In the aftermath of Knox’s failure to earn a Ryder Cup wild card last week, there was a sense in certain quarters that some folk in this country were actually quite pleased that he didn’t get the nod. That, in itself, is the kind of envious, insular school of thought that often comes from a nation with a chip on its shoulder.

Knox has done it - and will no doubt continue to do it - his way, which has been the case for most of his career. Like Martin Laird before him, the 31-year-old Inverness exile has established himself far away from the cliques and the various nod-and-a-wink customs that can be forged in smaller pools and has adopted a single-minded, disciplined approach of dedication and desire which has reaped considerable rewards.

Knox wasn’t part of any so-called Scottish system of development. In fact, he knew – and he has said it himself – that he had to get out of the country to realise his golfing ambitions. That he has risen to 20th in the world, and has won twice on the toughest tour on the planet, is a truly inspiring Scottish sporting success story but one which is often not given the credit it deserves.

Knox at the Ryder Cup would have been a real tonic. It wasn’t to be but, let’s face it, if it hadn’t been for his rousing global conquests over the past year, there would be very little to get worked up about on the Scottish men’s professional front in the current campaign.

Indeed, the tartan army on the main circuit is in danger of being savaged like a lamb shank in that aforementioned restaurant if fortunes don’t improve.
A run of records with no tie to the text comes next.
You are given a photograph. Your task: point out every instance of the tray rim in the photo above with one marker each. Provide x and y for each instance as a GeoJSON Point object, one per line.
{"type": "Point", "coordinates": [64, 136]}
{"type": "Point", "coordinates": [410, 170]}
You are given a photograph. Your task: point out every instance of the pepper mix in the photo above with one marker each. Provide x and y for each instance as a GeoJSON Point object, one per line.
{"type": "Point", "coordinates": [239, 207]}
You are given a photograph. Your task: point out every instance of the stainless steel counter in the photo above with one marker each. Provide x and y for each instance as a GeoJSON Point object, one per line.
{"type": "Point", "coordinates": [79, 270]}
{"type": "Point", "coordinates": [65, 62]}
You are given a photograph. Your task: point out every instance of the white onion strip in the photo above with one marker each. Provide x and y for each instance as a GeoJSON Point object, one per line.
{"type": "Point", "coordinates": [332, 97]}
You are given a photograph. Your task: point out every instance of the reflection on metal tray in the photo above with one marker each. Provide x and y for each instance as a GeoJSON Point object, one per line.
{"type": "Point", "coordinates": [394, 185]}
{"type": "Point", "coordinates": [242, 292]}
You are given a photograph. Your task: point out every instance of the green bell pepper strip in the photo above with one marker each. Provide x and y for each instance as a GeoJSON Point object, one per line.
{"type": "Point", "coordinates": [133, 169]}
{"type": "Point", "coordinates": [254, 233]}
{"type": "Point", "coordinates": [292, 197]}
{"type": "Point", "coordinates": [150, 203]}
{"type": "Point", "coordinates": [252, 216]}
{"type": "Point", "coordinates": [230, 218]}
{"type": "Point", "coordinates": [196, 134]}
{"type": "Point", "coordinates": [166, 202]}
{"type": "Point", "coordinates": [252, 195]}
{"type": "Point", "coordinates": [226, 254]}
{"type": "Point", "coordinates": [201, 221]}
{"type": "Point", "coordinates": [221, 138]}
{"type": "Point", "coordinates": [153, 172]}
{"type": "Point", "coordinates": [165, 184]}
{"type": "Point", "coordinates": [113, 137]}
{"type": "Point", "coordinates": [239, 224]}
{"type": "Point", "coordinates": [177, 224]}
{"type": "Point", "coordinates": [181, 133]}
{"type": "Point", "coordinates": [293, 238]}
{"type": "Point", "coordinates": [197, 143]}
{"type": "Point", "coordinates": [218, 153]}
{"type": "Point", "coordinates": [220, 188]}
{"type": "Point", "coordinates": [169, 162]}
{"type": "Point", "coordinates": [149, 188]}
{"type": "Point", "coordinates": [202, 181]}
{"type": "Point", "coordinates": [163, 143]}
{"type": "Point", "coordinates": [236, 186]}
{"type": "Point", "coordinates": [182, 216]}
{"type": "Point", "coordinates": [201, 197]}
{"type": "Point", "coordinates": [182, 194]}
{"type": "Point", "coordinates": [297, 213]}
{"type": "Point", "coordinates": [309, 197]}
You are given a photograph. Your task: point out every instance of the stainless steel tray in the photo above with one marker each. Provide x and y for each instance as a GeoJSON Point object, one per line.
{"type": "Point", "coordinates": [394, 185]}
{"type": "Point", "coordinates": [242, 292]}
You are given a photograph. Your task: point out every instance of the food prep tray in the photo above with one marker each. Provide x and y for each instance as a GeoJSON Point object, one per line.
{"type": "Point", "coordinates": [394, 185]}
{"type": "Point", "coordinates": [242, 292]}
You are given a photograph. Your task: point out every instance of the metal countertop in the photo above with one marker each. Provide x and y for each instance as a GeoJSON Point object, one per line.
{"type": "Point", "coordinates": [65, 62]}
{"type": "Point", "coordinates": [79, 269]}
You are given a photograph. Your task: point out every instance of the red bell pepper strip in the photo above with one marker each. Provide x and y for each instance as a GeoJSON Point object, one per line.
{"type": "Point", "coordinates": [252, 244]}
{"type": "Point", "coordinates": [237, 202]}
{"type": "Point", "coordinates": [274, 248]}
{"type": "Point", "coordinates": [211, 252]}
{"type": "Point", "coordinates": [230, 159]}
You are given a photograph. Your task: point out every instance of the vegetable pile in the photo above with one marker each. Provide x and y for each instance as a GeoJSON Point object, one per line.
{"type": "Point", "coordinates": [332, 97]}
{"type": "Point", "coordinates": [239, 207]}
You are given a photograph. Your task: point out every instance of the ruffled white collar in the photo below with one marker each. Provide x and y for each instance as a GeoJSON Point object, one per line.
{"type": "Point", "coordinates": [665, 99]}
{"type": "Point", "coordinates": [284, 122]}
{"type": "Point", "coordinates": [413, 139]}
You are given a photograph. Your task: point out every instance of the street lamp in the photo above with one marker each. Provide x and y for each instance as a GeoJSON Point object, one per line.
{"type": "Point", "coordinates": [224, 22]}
Behind Knox, there is Richie Ramsay at No 55 on the Race to Dubai. And behind him is David Drysdale at No 87. The rest are scrambling to keep their cards, though. With the top 110 maintaining their playing privileges, the likes of Craig Lee (120th), Marc Warren (126th) and Scott Jamieson (144th) are all facing the prospect of a return to qualifying school while Paul Lawrie (134th) and an injury-hampered Stephen Gallacher (146th) will be spared by virtue of their past career earnings. The fare dished up has been largely hum-drum. As the season unravels, you could say there’s plenty of food for thought. Pass me the antacids.